DimPlot(intdat_standard, reduction="umap", split.by="anon.ident") + theme(legend.position="none")
DimPlot(intdat_less, reduction="umap", split.by="anon.ident") + theme(legend.position="none")
DimPlot(intdat_minimal, reduction="umap", split.by="anon.ident") + theme(legend.position="none")

Results

UMAP of integration with 3000 features UMAP of integration with 2000 features
UMAP of integration with 500 features
UMAP of integration with 3000, 2000, and 500 features.

Conclusions

Visually, it seems like 3000 features achieves the best consistency on this dataset, with less features doing worse, but none seem to do have major lack of consistency as compared to the example in the Github issue, to speak to the point of reduced sensitivity to feature number with SCTransform. There were ~4500 max variable features usable here, so I took a look at using the max as well. Visually it looks a little less consistent. It also seems that with minimal features and maximal features the number of clusters gets reduced, which creates the appearance of inconsistency, as for example the green cluster #3 in the maximal UMAP for b is split into at least 2 clusters in the UMAP for 2000 and 3000 features, with 1 of those clusters only being featured in b.
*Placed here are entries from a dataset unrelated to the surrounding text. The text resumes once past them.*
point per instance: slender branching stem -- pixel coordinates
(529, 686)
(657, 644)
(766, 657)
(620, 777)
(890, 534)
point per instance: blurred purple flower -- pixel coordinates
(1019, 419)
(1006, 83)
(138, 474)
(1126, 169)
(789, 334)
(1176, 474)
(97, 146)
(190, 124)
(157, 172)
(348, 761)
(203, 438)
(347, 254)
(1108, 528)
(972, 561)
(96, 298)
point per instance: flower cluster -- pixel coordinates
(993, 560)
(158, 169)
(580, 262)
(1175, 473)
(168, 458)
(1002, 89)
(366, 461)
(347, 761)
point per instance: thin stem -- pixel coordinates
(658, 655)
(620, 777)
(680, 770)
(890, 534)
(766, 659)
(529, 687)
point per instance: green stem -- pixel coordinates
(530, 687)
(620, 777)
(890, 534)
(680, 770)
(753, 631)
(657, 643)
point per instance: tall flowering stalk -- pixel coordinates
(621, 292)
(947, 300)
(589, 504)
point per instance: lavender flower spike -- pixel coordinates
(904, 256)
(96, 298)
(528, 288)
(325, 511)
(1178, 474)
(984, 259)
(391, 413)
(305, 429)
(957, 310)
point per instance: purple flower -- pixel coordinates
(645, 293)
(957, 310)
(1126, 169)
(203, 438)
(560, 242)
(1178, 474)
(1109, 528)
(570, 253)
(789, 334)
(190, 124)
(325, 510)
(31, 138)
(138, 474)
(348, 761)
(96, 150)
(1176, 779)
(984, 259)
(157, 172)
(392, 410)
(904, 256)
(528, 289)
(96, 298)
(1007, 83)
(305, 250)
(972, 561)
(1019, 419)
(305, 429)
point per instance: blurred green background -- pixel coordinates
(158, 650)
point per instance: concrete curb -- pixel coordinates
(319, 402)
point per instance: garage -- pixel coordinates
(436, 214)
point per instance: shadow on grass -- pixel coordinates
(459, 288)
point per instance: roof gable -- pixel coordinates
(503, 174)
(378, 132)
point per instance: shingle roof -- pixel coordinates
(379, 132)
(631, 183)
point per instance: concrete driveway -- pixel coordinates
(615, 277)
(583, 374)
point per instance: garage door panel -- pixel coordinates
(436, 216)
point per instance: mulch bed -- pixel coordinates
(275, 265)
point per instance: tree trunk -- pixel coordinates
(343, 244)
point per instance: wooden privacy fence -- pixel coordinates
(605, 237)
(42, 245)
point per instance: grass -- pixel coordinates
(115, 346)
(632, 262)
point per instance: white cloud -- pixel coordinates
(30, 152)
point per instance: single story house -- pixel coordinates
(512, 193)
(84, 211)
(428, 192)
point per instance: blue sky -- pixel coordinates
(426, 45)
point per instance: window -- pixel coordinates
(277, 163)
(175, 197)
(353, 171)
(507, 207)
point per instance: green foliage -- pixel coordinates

The general sense I get is that using too little features and too many features could be a problem, as one might expect, but somewhere in-between seems to be fine. And at least on this dataset the standard suggested in the vignette of 3000 features also works fine. I’m not sure and have not explored what downstream impacts this has, but I doubt they are large - rather, the number of features should probably be more like a QC check to see that you have not used too few nor too many. Choice of clustering parameters of course have great impact and have much more research dedicated to them as a result, as discussed in Menon et al. 2021, Wong et al. 2023. There was also this nice paper that I used as a guide for some of my own explorations with tSNE parameters, although those only affect visualization.

UMAP of integration with 500 features
UMAP of integration with 4500 features.